Ainsi The Dodos, qu’on pourrait décrire en première intention comme un groupe folk basique (voix / guitare électro-acoustique ) qui viendrait tailler des croupières au rock psyché d’un côté du spectre, et aux White Stripes de l’autre.

Parce que The Dodos c’est surtout l’histoire d’un chroniqueur époustouflé. Non pas tant par l’originalité structurelle de visiter que par son énergie. Le trio -quoi, ces gars ne sont même pas une poignée à souffler sur les braises d’un feu d’enfer ?- composé de Meric Long et Joe Haner (que les plus fidèles des Benzineux ont eu l’occasion de croiser en chronique sous le patronyme de Gris-Gris aux percussions et piano) a été enrichi en y incluant Logan Kroeber, pour trouver sa forme définitive qui a allumé une première tournée panaméricaine.

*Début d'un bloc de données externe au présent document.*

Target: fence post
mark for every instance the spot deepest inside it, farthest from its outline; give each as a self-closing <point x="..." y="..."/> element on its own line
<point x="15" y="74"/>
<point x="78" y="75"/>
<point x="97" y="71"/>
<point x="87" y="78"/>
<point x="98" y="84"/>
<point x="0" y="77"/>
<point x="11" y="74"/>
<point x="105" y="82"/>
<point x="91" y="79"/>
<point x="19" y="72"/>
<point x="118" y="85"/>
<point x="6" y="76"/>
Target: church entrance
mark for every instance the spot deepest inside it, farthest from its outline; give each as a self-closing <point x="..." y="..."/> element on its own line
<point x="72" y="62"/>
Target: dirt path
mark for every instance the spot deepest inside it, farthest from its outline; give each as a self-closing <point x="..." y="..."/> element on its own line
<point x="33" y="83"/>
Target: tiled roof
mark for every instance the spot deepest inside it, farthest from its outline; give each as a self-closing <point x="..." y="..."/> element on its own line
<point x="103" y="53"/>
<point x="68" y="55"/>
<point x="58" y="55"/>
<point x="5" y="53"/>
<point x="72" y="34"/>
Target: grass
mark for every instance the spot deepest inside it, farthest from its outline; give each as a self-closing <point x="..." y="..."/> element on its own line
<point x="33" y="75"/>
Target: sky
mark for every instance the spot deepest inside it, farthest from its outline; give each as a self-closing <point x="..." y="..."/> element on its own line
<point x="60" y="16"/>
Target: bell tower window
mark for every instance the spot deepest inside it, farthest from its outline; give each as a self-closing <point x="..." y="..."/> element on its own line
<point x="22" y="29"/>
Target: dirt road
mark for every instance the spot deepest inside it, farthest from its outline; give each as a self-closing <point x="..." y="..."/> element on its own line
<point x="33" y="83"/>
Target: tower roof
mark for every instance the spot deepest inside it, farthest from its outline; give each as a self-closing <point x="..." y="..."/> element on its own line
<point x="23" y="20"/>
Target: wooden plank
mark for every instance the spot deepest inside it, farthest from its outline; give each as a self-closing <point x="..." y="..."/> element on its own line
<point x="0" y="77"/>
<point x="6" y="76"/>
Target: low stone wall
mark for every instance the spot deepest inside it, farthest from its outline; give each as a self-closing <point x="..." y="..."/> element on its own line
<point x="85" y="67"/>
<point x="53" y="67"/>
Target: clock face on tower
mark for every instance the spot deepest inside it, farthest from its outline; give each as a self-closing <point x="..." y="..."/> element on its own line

Et quelle énergie. Ce qui frappe l’auditeur, c’est l’unité générale de l’album qui se déroule autour du son de la guitare électroacoustique. Véritable moteur, mais peut-être devrait-on dire locomotive, la guitare emmène l’album, tandis que les petites mélodies bien troussées, la voix de folkeux ainsi que la rythmique sous caféïne composent tout à la fois le sel et les wagons qui donnent corps au convoi frénétique de The Dodos. Une écoute distraite n’en laisse d’ailleurs pas de prime abord percevoir les subtilités constitutives et risquerait de faire passer l’auditeur distrait à côté d’un des albums sans doute les plus intéressants de 2008.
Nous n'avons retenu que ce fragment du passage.